# TENOR TOURNAMENT (Semifinal #1): Gigli vs Pavarotti



## Bonetan (Dec 22, 2016)

Beniamino Gigli, Italy, 1890-1957 (defeated Del Monaco 13-12, Bergonzi 22-7)






Luciano Pavarotti, Italy, 1935-2007 (defeated Martinelli 18-8, Corelli 14-4)






Who's singing did you prefer and why?


----------



## MAS (Apr 15, 2015)

Gigli by all means, whose control of soft singing and beautiful phrasing wins my heart, and probably Luciano’s as well , who sounds prosaic in contrast, despite the beauty of his voice.


----------



## BachIsBest (Feb 17, 2018)

MAS said:


> Gigli by all means, whose control of soft singing and beautiful phrasing wins my heart, and probably Luciano's as well , who sounds prosaic in contrast, despite the beauty of his voice.
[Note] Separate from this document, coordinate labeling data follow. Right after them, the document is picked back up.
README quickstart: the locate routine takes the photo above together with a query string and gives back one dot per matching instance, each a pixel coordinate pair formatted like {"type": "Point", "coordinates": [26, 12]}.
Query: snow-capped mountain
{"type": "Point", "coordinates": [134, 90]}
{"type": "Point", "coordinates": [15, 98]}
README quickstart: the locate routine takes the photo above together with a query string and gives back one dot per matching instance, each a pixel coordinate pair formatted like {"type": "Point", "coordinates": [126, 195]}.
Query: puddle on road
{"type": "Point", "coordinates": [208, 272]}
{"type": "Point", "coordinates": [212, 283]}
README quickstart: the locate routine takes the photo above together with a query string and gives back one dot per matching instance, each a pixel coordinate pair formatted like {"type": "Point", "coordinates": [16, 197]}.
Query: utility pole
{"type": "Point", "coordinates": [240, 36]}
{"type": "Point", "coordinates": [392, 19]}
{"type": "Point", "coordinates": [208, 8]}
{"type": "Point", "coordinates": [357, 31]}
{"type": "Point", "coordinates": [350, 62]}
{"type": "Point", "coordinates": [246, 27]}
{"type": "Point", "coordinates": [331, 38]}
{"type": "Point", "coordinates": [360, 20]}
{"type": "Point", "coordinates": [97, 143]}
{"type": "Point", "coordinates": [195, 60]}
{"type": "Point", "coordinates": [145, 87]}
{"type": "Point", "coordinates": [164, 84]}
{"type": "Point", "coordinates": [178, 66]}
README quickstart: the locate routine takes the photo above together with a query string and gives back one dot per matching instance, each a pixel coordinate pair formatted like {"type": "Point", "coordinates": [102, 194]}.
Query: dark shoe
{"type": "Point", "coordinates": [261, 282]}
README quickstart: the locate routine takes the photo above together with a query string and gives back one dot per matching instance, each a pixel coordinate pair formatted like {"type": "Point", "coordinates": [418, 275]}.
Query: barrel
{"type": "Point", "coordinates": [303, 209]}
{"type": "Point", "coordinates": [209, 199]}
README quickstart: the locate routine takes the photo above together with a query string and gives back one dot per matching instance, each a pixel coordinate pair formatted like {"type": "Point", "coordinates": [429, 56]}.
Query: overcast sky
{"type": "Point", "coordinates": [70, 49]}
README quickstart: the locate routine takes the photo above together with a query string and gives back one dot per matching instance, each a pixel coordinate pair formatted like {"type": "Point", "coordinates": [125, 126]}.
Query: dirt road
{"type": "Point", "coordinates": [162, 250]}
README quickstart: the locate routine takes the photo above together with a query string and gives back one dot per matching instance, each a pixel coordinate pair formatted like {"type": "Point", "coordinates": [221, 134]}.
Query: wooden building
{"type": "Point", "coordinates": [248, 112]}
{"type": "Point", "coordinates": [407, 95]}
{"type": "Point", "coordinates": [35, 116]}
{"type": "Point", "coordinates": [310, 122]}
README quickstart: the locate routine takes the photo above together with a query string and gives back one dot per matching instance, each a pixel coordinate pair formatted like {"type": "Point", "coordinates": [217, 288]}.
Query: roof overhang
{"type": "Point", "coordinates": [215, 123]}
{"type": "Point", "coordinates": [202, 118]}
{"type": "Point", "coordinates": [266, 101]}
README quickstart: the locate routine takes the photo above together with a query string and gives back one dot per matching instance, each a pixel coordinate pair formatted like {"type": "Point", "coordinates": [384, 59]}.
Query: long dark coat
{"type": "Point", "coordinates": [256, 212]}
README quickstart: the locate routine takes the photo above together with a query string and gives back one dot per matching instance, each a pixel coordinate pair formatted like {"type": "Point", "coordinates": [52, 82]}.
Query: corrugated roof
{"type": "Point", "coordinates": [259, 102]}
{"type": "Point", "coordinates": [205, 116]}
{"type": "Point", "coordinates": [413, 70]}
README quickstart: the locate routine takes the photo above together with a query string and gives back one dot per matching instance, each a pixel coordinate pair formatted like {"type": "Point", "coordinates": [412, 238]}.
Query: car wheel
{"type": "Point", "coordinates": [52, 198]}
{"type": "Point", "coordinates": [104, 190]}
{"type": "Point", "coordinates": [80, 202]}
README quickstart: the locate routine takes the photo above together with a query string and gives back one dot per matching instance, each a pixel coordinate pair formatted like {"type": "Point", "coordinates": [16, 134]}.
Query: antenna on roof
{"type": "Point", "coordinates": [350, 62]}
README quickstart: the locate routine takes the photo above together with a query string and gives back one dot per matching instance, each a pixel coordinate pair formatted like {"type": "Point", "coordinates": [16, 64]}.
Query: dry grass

Yes, I feel Pavarotti fails to capture the "ethereal" aspect of the piece; his voice always has a "strained vulnerability" which can be very beautiful and touching, but here it hinders the overall atmosphere.


----------



## Woodduck (Mar 17, 2014)

Well, here we have Gigli, the world's foremost lirico-verismo tenor, lavishing his trademark scooping, sobbing, crooning and aspirating on an innocent aria that tastes just fine without being doused in corn syrup. But if you can put up with his unavoidable mannerisms, he does at least do more to make the music speak than Pavarotti, who sings well enough, and more tastefully, yet doesn't pluck my heartstrings. But can you believe it? Gigli even aspirates the notes of the cadenza - or some of them, anyway. Benny Lilies, shame on you!


----------



## HenryPenfold (Apr 29, 2018)

I voted Gigli. Natch. No brainer. The greatest ever. Björling very, very close.


----------



## The Conte (May 31, 2015)

Both tenors bring a plaintive quality to this standard, but I felt Pavarotti handled it better technically, so he gets my vote.

N.


----------



## Highwayman (Jul 16, 2018)

It did not disturb me on the previous occasion but Gigli`s lachrymose singing got on my nerves here. Pavarotti was not perfect but at least he provided a no bs performance with a better voice.


----------



## Azol (Jan 25, 2015)

It's so simple here.
Pavarotti performs a concert piece, showcasing his voice.
Gigli performs an aria, he acts the part and he touches my heart. Win-win.


----------



## nina foresti (Mar 11, 2014)

Well here I go again.
I can't wait to see other posters remarks because I found it totally painful to choose.
On one hand I have my man Gigli who pulled out every stop and didn't miss one single trick and sounded exquisite in its simple beauty, against what I believe to be a very early Pavarotti (I'm guessing and may well be wrong because he is missing that annoying "Nyahh" sound he constantly did which I think came later and forced me to place him way down on my favorite tenor list). But in this his voice was pure beauty and he did everything en pointe making my job to choose almost impossible.
But, like Sophie's Choice, I came up with one and it was Gigli of course! (Is my prejudice showing?)
What did you guys all say?


----------



## Saxman (Jun 11, 2019)

Gigli is at his absolute worst in some ways here. It's all over the top 'amateur acting' type stuff. Sure, he has a good voice, but I want to strangle him for using all the gimmicks and such. I can't say Pavarotti is my favorite here either, but he sings it straight and that is what makes me feel what he is feeling.


----------



## Tsaraslondon (Nov 7, 2013)

Gigli messes with the music unmercifully and I'm afraid I just can't take the aspirates, the sobs, the lapses in style, however beautiful his voice. Pavarotti is penny plain by comparison, but I prefer it, though I'd just say that I'd place all the others (Schipa, Caruso, Di Stefano and Wunderlich) ahead of both of them. Pavarotti it is then.


----------